Q – Are the increase in complaints all about a similar issue? For example about mould?

A – The lion share we see is about responsive repairs and then anti-social behaviour. But after that it could be complaint handling itself. Damp and mould is a big feature in the repairs complaints. A couple of landlords have service changes issues and have more complaints here compared to other service areas.


Q – They want to close my complaint down because they feel they have answered it but I don’t trust the work will be done when they say it will. Can I insist that the case stays open until the work is finally done?

A – If the work has not been done, the last thing that should happen is that they have to go back into the complaints system again…unless there is a significant gap from when the complaint was first dealt with and then it needs to be raised again. If the landlord hasn’t done what they say they are going to do, you shouldn’t have to go through the complaints process again. We do get people who come to us with exactly this and the issue is still outstanding.

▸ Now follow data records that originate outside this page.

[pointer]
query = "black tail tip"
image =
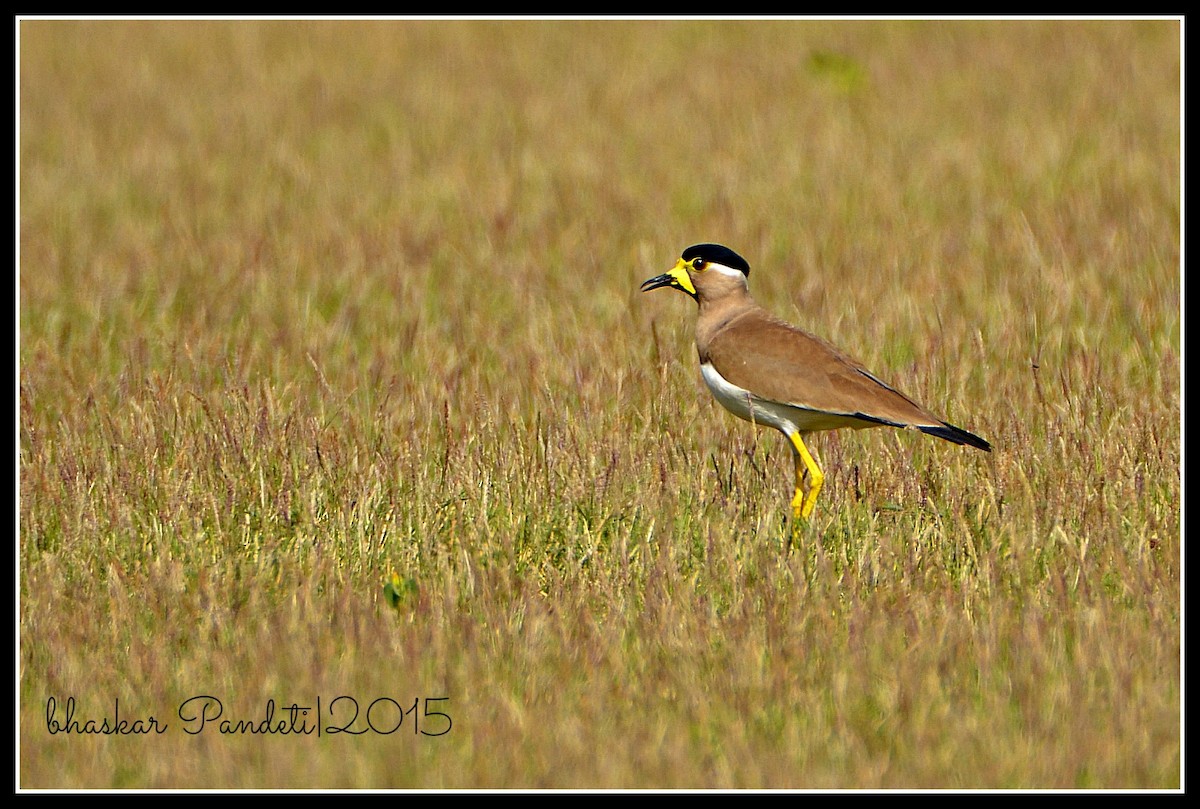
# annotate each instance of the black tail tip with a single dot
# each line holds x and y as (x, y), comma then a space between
(957, 436)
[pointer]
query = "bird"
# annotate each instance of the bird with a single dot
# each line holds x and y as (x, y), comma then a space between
(771, 372)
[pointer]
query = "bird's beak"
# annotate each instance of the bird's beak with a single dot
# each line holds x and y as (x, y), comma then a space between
(677, 277)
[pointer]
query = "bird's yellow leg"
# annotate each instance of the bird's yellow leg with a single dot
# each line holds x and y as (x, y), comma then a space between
(803, 504)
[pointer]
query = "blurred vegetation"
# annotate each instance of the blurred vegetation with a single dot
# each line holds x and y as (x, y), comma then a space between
(335, 379)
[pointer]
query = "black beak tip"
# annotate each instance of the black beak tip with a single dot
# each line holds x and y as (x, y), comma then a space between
(655, 282)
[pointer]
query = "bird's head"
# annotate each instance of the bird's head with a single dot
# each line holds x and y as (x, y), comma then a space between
(703, 271)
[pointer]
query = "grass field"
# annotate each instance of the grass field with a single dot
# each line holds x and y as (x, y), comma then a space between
(304, 305)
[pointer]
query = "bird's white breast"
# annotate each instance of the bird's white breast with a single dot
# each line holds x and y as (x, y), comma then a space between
(786, 418)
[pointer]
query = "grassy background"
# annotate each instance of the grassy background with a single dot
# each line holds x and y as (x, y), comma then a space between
(303, 305)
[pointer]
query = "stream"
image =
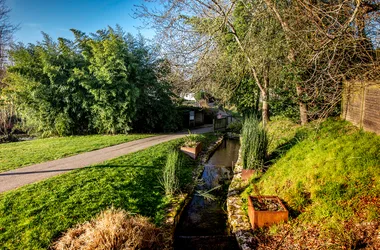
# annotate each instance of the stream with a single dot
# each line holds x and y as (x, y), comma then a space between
(204, 222)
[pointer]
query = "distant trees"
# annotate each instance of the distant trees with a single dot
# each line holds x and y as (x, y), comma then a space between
(106, 82)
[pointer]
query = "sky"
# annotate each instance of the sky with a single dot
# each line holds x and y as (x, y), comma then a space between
(57, 17)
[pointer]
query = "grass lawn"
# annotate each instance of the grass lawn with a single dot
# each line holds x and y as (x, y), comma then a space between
(329, 176)
(33, 216)
(20, 154)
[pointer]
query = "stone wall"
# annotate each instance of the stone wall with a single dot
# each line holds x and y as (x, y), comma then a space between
(361, 104)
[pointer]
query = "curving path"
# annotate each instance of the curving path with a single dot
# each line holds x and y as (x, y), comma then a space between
(22, 176)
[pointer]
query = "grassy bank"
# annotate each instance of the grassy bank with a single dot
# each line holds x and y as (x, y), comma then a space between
(41, 150)
(329, 177)
(33, 216)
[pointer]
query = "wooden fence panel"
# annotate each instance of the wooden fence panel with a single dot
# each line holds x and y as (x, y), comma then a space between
(361, 105)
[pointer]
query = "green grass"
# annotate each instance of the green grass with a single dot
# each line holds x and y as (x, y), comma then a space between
(325, 173)
(19, 154)
(33, 216)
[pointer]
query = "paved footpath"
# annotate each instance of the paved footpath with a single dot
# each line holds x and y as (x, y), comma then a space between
(19, 177)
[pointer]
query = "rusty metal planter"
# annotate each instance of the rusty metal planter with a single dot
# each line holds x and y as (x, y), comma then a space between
(266, 218)
(247, 173)
(192, 152)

Q- what are the Ombudsman’s powers

A – We can do systemic investigations – such as what we did with damp and mould.  We then give advice and guidance across the sector. We also look at individual landlords, diving down to see what’s going wrong with particular issues. We have the statutory Complaints Handling Code setting standards and alongside that, from 1 April 2024, we have under law a duty to monitor compliance to the Code. We also have Wider Orders and this is where we see problems not being handled repeatedly and we can make recommendations for changes to policies or training of staff or bring in an independent investigator to see what’s going wrong.


Q – How enforceable are your powers? Are you a government organisation?

A – we are part of government but we are independent so the Ombudsman can make his decisions and no one can sway him on what he decides. We are accountable to government to make sure we are delivering value for money.


Q – How are your decisions enforced?

A – At the end of an investigation when we decide something has gone wrong, the Housing Ombudsman can make orders for things to be put right. Other ombudsman can only make recommendations. The orders range from apologies, fixing the problem or compensation. The Orders are tracked to make sure that they are carried out. We have 100% compliance with the Orders. If a landlord doesn’t comply, it can go to the Secretary of state to take it to court…but that’s never happened in the 28 year of the service. Compensation is difficult to put in to value. We have thought very carefully about this and what we do is look at our remedies guide and we look at detriment and impact and there is a range of what the compensation could be.  For loss of enjoyment of the home, we look at a proportion of rent paid over the period of service failure and reach a financial remedy based on that. We have been challenged by landlords about the amount of compensation we award but we say to landlords to learn the lessons from the cases so that money can go in to improving rather than addressing service failures.


Q – Do you punish landlords when they do something wrong?

A – We’re not punitive. We try to redress and put the tenant back in the position they would have been if things hadn’t gone wrong. It’s the Regulators job to do fines etc.


Q – What do you think of Community Housing?!

A – (laughs) We are very strict, and we try anonymise cases so there is no bias. We use case numbers and refer to “the landlord” We want to be fair and reasonable.